Africa is one of the few continents that still retain a significant quantity of natural resources, flora as well as fauna. Taking a keen look at the agricultural sector as a whole, you will agree with me that, among all the sub-regions of Africa, the Central African part is highly blessed with a wide range of diversified agricultural commodities.
This seems quite interesting, however, it raises some questions: do they value or utilize these agricultural products efficiently and effectively? What are the main constraints that hinder the proper agricultural development of the region? Are all stakeholders involved in the process working synergistically? Where are the youths and women within the process? To which level do they incorporate the use of ICT to promote their agricultural commodities as a whole and cassava in particular?
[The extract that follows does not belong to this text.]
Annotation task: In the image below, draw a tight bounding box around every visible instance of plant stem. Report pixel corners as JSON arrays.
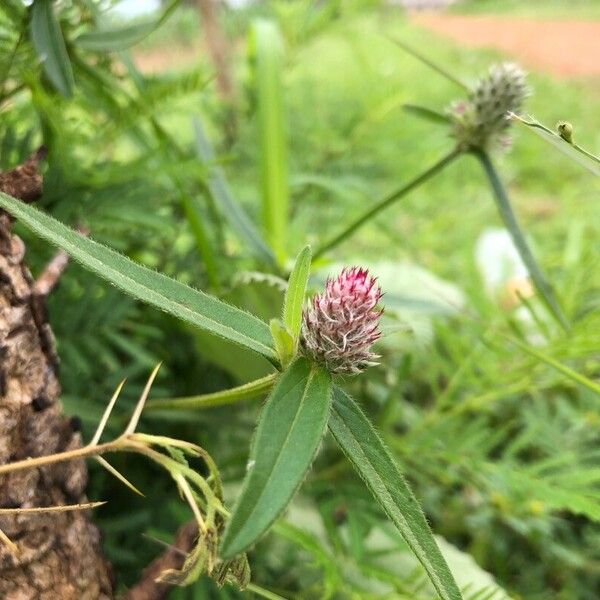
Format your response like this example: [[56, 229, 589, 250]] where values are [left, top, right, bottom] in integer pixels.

These are questions that call for answers.
The use of ICT in the agricultural development process in the Central African region is really to limited, compared to other African countries like Rwanda, Kenya, South Africa, etc., who are far more ahead in that domain and have well consolidated their grounds, in mainstreaming their agricultural development process to be more inclusive, thanks to ICT tools and technology.
From my point of view, access to relevant agricultural information technologies, for all food products and especially within the cassava value chain, can be a promising approach to improved food security; and bringing together practitioners, decision-makers, extensionists, youth and women, in a forum to find ways of improving the cassava value chain – as CTA and partners are doing with this meeting – is very important.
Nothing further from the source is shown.